Introduction: Turning Web Pages into Usable Recipes

Welcome back! In the previous lesson, you learned how to use AI to generate new recipes from a list of ingredients. Now, let’s take the next step: extracting recipes from real-world web pages.

Many cooking websites have great recipes, but the information is often buried in messy HTML code. Our goal is to build a script that can take a raw HTML file, use AI to extract a clean recipe, and then store that recipe in our database. This process is a key part of making our AI Cooking Helper smarter and more useful.

By the end of this lesson, you’ll understand how to automate recipe extraction from HTML using Python, prompt templates, and your existing database setup.

Quick Recall: Recipe Generation with AI

Before we dive in, let’s briefly remind ourselves how we previously generated recipes with AI.

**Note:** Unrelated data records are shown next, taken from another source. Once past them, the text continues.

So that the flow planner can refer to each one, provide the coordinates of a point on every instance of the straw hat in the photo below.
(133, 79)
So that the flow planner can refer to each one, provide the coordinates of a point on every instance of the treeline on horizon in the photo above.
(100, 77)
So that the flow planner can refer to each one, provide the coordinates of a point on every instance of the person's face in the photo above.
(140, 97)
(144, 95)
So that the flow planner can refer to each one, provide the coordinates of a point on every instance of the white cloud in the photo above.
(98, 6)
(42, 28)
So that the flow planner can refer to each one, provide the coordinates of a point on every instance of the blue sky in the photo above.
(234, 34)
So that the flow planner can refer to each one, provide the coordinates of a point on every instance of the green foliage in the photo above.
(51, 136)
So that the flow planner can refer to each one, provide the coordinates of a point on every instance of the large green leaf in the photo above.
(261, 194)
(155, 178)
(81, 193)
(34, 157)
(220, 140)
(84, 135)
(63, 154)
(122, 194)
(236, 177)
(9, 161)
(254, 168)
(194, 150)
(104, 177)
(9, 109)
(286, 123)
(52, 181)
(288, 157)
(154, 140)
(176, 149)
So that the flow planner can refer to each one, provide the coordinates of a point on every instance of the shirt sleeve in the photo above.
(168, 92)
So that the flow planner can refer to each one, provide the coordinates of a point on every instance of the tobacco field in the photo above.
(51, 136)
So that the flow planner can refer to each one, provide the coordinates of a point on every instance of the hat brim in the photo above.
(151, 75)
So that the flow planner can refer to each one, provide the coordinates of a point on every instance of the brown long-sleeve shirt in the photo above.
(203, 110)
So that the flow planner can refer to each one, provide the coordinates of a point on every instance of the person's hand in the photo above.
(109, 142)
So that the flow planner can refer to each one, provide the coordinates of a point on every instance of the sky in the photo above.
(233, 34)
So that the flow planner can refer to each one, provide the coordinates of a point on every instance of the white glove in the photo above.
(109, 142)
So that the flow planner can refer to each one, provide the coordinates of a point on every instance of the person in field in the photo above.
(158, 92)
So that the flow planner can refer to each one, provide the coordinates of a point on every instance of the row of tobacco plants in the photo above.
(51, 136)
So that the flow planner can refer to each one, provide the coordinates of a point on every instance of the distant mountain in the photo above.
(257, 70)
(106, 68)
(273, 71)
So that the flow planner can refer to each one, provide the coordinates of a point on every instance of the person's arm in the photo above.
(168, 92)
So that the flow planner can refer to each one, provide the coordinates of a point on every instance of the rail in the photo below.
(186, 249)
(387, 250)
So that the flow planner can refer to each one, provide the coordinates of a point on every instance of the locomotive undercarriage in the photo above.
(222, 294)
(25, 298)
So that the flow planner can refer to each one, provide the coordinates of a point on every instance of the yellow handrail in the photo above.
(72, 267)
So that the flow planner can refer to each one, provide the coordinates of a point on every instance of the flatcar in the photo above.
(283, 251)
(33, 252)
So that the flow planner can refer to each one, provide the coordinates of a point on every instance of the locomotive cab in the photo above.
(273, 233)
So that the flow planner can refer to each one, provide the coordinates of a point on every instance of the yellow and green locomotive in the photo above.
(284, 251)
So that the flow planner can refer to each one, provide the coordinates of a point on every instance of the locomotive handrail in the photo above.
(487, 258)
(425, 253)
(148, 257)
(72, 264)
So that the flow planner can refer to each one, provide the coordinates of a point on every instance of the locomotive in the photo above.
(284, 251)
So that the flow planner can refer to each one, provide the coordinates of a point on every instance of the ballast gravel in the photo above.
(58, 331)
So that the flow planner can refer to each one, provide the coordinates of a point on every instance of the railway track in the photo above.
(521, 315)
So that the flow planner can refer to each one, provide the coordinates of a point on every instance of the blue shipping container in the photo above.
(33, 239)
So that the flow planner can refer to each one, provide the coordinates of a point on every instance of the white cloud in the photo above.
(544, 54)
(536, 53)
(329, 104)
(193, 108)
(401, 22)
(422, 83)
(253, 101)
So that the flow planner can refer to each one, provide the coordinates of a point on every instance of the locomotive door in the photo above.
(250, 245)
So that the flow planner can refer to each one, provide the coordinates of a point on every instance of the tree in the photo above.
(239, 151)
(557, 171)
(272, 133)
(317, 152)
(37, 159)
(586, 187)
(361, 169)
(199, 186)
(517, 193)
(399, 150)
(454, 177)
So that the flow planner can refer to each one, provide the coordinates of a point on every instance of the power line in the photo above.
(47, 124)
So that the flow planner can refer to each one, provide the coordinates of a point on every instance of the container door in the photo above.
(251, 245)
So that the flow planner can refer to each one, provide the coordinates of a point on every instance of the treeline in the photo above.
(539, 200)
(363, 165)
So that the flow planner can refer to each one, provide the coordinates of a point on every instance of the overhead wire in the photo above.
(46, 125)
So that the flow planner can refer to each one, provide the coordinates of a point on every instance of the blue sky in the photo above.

In the last lesson, you learned how to:

  • Use prompt templates to ask the AI for a recipe based on a list of ingredients.
  • Send these prompts to the AI and receive a structured recipe in response.
  • Parse the AI’s response and use it in your Flask app.

This time, instead of generating a recipe from scratch, we’ll use the AI to extract a recipe from a messy HTML page. The process is similar, but the input and prompts are a bit different.

How the Extraction Script Works

Let’s look at the big picture before we break things down.

The script you’ll be working with is called extract_and_store_recipe.py. Its job is to:

  1. Read a raw HTML file from your computer.
  2. Use AI to extract a clean recipe from that HTML.
  3. Parse the AI’s response into structured data (name, ingredients, steps).
  4. Store the recipe in your database, making sure not to add duplicates.

Here’s a simple diagram of the flow:

HTML file to AI Extraction to Structured Recipe to Database Storage

This script brings together everything you’ve learned so far: prompt templates, LLM calls, and database operations.

Using Prompts to Extract Recipes from HTML

The first step is to get the AI to read the HTML and return a clean recipe. We do this by sending it a carefully crafted prompt.

Let’s look at how the script prepares and sends this prompt.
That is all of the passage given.